On an annual basis, there was a fall across both first-time buyer numbers and home movers. On a monthly basis, the number of first-time buyers fell but the number of home-movers rose slightly.

The 12 month rolling sum of the number of first-time buyers has been above 300,000 since June 2014, though it has been gradually falling since October.

First-time buyer loan sizes have increased since a year ago, though their income has grown faster in proportion relative to loan sizes which has meant a fall in the typical loan-to-income ratio. Loan-to-value ratios have also fallen compared to a year ago, down to 82.1% from 84%.

Competitive mortgage rates mean first-time buyers are paying less to service their mortgage than any time since the CML began tracking it in 2005.

However Brian Murphy, Head of Lending at Mortgage Advice Bureau, said:

"Despite their higher incomes and putting up larger deposits [17.9% vs. 16.0%], today’s first time buyers are still having to borrow more [4.6%] than they were a year ago to get a foot on the ladder.  Affordability is clearly getting tougher even though mortgage rates continue to reach record lows."

The average home mover loan size decreased in April compared to March, but increased compared to the same period last year. Average income increased in April, meaning loan-to-income decreased both month-on-month and year-on-year.

Remortgage activity among home-owners was down on the month and on the year. It has remained relatively subdued since around 2009.
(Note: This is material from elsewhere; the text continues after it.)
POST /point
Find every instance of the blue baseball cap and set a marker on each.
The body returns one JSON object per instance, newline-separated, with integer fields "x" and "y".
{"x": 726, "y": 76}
Lending for buy-to-let in April saw a decline compared to March, but there was substantial growth compared to levels in April last year. This was largely due to the increased levels of remortgage activity in the buy-to-let sector seen since the beginning of the year.

While over the past year about 30% of lending to home-owners was for remortgage, in the buy-to-let market 52% of lending was for remortgage.

Paul Smee, director general of the CML, commented:

"House purchase lending in April was relatively subdued compared to last year, but similar to activity in March. The economy is recovering, with employment up, earnings growing, and competitive mortgage rates, so we expect activity to continue building as the year progresses.

"Buy-to-let is showing stronger growth than home-owner lending, buoyed significantly by remortgaging, which continues to remain more subdued in the home-owner market."

Mark Harris, chief executive of mortgage broker SPF Private Clients, said:

"Caution in the housing market prevailed during April, with lending at a similar level to March but down on the same month last year. Uncertainty created by the general election played a significant part in encouraging buyers and sellers alike to sit on their hands until the outcome was known.

"The way in which lenders have been cutting mortgage rates ever lower confirms this hiatus. Many lenders are keen to lend and have ambitious targets for the year but with borrowers unwilling to commit, they are having to slash rates even further to attract business.

"Encouragingly for first-time buyers they are paying less to service their mortgage than at any time since 2005 when the CML started measuring this. Low interest rates are making it easier for people to get on the housing ladder and for second-steppers to move up it.

"Looking forward to the second half of the year, there is a lot of capacity in the market so mortgage rates will continue to be competitive. Borrowers may also be buoyed by the certainty that the election has brought and with an interest rate rise still looking a way off, confidence is bound to be stronger.

"Buy-to-let lending remains strong, particularly on the remortgaging side as lenders attempt to boost business by offering some great deals. Although it has come under attack for its tax breaks, it remains an attractive investment option compared to the alternatives."